Give your wife space and understanding before it is to late, notice when you point the finger you have three more pointing back at you. and most of all, turn to god for support.. support for you. it will be easier , and you never know your wife maybe waiting at the other end of the spectrum for you. NOT if you continue forcing what YOU want so YOU will be happy, and not your wife or kids. There is a fine line between turning to god for guidance and for your own selfish needs...be wise enough to know the difference and not get tripped by an emotional vortex.

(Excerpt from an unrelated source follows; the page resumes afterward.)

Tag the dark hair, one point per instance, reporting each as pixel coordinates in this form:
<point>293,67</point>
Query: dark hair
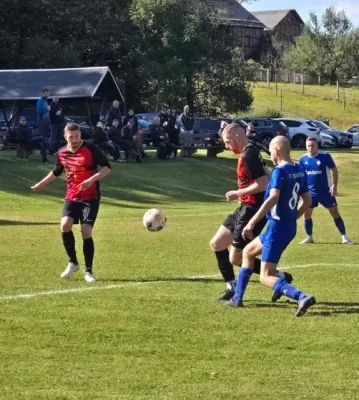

A reader says ... This is the exact thing that my husband and I are going through. We have been married 12 years and spent our 12th anniversary apart. I don't want to be without my family through the holidays much less a 13th year. I did try to take my life and I can say with certain that it was the worst mistake I have ever made in concerns with my family. I have been learning patience and with that some peace and calmness is helping me to prevent the screaming and yelling. He says he doesn't want to fight anymore and neither do I and I can't get him to understand that he could be " In Love with Me Again" if given time and a chance. I know he still loves me.....

Scared in MO

A reader says ... how do you stay in a marriage, when the person is  emotinally abusive  to you, dosen't even accept you for what you are, and is constantly trying to make me live his life, and if you don't , its a battle. Light hearted converstation, turns into a argument,  treats me with disrespect, yell at me, belittles me in front of the children. Alot of anger in this house hold, what am I suppose to do?

A reader says ... I'm going through the same issues and problems. If fact, it sounds like I wrote your story. I will pray for you and your family.  Please pray for mine.

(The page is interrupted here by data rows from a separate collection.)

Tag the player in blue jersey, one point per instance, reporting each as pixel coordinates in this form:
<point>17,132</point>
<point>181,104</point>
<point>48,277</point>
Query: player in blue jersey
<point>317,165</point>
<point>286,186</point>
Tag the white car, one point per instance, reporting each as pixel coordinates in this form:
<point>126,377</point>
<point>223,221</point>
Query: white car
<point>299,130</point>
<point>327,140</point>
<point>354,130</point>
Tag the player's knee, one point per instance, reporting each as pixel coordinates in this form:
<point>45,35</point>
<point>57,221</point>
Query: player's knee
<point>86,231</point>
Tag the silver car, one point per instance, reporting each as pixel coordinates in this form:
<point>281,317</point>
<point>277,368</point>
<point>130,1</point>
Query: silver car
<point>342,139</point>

A reader says ... You are right, love is a choice and if she will honor God and stick with her wedding vows, God will honor her and bring the feelings of love back again.  I pray she will have a change of heart and decide to be committed to God and her family and you.  80 percent of those that get divorced and remarried wish they had stayed married the first time.  She will regret getting divorced later in her life.  So for her sake and for your sake and hers and your kids sake I pray she will stay married.

I hope many others will be praying for her and that God will touch her heart.  There are many women that wish they had a good husband who loves God and loves them like you love your wife.  It takes two to argue and usually both the husband and wife are partly guilty in a family where there is much arguing.  But if either one will give up the bitterness and forgive the other one and begin loving them unconditionally the way God wants us to, it can change the home atmosphere to a peaceful loving atmosphere in a short period of time.  And as the couple focuses on solving the problems that cause them to be irritable with each other they can end up very happy together.